I know folks that never leave their IDE for their job. And they probably don't care much about the underlying OS. But that isn't what my job looks like or that of the folks around me. So if someone told me it doesn't matter I know they've only seen a small bubble of what web development is or can be.

[–] Rakn@discuss.tchncs.de 2 points 2 years ago (1 children)

I don’t care about stuff working OOTB - half the fun is messing around with things IMO.

I generally agree. Backups for me are just something I don't want to tinker with. It's important to me that they work OOTB, are easy to grasp and I have a good overview.

The web interface is important to me because it gives me that overview from any device I'm currently using without needing to type anything into a terminal. The OOTB is important to me since I want to be able to easily set this all up again even without access to my Ansible setup or previous configuration.
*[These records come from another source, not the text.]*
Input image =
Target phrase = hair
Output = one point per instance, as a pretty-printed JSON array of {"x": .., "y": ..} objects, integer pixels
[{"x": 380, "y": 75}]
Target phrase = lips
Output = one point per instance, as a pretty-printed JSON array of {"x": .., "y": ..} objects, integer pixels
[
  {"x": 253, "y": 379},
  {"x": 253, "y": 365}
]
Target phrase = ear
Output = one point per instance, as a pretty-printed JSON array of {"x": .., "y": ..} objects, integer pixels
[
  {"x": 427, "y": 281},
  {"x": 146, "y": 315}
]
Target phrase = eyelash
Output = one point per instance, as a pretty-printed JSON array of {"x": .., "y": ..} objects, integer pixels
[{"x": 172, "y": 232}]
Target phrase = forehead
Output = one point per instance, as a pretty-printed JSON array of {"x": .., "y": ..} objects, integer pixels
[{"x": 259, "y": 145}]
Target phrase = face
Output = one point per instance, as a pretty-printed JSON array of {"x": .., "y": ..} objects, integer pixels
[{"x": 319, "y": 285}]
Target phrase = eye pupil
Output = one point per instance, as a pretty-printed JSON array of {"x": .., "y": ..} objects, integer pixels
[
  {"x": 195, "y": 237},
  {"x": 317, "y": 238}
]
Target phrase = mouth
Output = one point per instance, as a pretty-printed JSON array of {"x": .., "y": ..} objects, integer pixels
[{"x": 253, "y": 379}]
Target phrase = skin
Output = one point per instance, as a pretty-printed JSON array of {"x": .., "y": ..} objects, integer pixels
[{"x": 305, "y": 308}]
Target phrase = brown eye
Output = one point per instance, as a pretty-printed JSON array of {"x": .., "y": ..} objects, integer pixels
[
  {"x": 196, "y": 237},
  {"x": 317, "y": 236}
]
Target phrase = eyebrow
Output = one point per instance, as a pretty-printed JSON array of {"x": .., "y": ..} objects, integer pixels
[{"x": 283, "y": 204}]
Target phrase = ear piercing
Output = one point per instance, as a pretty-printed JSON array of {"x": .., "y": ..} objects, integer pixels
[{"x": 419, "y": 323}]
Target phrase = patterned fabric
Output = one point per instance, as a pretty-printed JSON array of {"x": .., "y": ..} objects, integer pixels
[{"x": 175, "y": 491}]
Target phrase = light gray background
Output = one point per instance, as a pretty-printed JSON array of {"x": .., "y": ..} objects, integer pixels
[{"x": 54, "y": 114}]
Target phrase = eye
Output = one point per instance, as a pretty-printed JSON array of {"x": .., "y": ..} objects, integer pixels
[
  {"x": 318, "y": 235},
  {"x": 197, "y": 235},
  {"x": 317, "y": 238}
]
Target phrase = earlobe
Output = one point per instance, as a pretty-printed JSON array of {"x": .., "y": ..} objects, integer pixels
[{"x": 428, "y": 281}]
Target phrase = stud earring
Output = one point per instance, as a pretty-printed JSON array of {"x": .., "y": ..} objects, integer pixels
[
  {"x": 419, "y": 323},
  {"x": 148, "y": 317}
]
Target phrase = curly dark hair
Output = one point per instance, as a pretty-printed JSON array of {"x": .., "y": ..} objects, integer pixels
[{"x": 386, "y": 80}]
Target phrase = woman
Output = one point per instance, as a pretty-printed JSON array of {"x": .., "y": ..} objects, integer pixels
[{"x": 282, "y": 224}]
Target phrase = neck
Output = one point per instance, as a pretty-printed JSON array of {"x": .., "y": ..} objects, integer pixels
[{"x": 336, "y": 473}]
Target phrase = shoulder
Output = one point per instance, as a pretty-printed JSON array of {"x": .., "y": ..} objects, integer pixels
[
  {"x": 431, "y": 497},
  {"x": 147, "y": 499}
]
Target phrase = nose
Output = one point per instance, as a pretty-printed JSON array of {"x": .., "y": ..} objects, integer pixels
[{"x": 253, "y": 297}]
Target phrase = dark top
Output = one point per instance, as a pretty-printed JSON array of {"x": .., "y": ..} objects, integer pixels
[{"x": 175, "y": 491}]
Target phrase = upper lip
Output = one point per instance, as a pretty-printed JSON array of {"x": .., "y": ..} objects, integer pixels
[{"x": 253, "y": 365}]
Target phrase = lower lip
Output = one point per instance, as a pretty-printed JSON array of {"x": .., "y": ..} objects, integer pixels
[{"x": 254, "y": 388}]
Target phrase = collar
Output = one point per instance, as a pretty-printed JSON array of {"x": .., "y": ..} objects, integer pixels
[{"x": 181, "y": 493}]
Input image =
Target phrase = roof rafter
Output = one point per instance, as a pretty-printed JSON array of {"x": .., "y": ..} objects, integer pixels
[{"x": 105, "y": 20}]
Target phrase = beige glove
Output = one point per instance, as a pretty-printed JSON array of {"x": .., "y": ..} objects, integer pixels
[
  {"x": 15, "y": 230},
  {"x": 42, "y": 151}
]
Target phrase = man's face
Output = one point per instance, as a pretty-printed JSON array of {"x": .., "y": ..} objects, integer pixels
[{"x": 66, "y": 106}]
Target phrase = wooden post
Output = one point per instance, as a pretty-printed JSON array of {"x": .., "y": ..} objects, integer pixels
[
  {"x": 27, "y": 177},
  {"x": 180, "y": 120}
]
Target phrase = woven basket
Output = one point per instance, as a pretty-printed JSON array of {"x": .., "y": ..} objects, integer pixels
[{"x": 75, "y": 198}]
To each their own. I'm not saying your way of doing this is wrong. It's just not for me. This is just my reasoning / preferences. It's also the reason something like borg wasn't my chosen solution, even though it's generally considered great.

[–] Rakn@discuss.tchncs.de 1 points 2 years ago (3 children)

Features that are important to me are things like an easy overview of all backup jobs (ideal via a web UI), snapshots going back every day for a week and after that every month. Backup to providers like Backblaze or AWS and the ability to browse these backups and individual snapshots.

I'd assume that you can build all of this with git annex in some way. But I really want something that works out of the box. E.g. install the backup software give it some things to backup and an B2 bucket and then go.

What I'm curious about is that the git-annex site explicitly days that they aren't a backup system, but you describe it as such.

[–] Rakn@discuss.tchncs.de 2 points 2 years ago (5 children)

Somehow "took me a while to wrap my head around it" doesn't make me feel comfortable. Apart from git-annex themselves saying that they aren't a backup system and just a building block to maybe create one, a backup system should imho be dead simple sind easy to understand.

[–] Rakn@discuss.tchncs.de 1 points 2 years ago

Paid for the web interface as well. I really like that it's super simple and just does it's job. That would be the one I'd also recommend.

[–] Rakn@discuss.tchncs.de 2 points 2 years ago* (last edited 2 years ago)

Look into Veeam. The free version should be enough for this workflow.

[–] Rakn@discuss.tchncs.de 0 points 2 years ago* (last edited 2 years ago)

The difference is that there are actually companies out there that will sell you the raw data they collected. E.g. your name and address if they have, your browsing history obtained through shady extension and so on.

So there is a difference between selling the data and hoarding it to show targeted ads.

And while both may not be cool, to me anyone with some money being able to buy my data is clearly worse. So it's helpful distinguishing there. It's not all "selling your data". You are also doing your argument a disservice by lumping it all into the same bucket.